The timing and communication are crucial to effective monetary policy, Reserve Bank of India (RBI) Governor Shaktikanta Das said on Friday, adding monetary policy is an art of managing market expectations, even as pressure has increased for policy tightening to control high inflation.
“Monetary policy is not merely a science where we tweak some instrument to achieve an objective. It is also an art of creating new instruments and taking policy calls in response to anticipated and evolving challenges and communicating them with prescience and clarity, especially during crisis times,” the RBI Governor said while addressing an event at the National Defence College, Ministry of Defence, in the national capital.
“Decisiveness, timing and communication are key to effective monetary policy,” he added.
Supply-driven inflation has been India’s bane for years before the pandemic, and with most parts of the country opening up and easing COVID-19 restrictions, the demand is expected to rise.
Price pressures have risen globally, driven by the pandemic-led supply disruptions, which do not seem to disappear anytime soon. What has not helped is the escalation in Russia-Ukraine border tensions, which has pushed oil prices to touch $100 per barrel for the first time since 2014, with no end in sight for an immediate de-escalation or easing in energy costs.
The latest reading showed India’s retail inflation in January was above the upper end of the RBI’s 2-6% target. The central bank has been criticised widely for not unwinding its monetary stimulus.
However, Mr Das reiterated the RBI’s communication needs to be backed by corresponding actions to build credibility and broader confidence in its policies.
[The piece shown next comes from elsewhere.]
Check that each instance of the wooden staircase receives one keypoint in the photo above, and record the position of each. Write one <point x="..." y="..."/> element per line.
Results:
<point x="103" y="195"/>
“We also recognise that communication needs to be backed by commensurate actions to build credibility and instil wider confidence in our policies,” said the governor.
“In this process, communication has gained importance although it works both ways – while too much of communication can confuse the market, too little may keep it guessing about the central bank’s policy intent. Therefore, central banks have to tread a very fine line,” he added.
Mr Das said that as monetary policy is an art of managing expectations, central banks have to shape and anchor market expectations through pronouncements and actions and constant refinement of their communication strategies.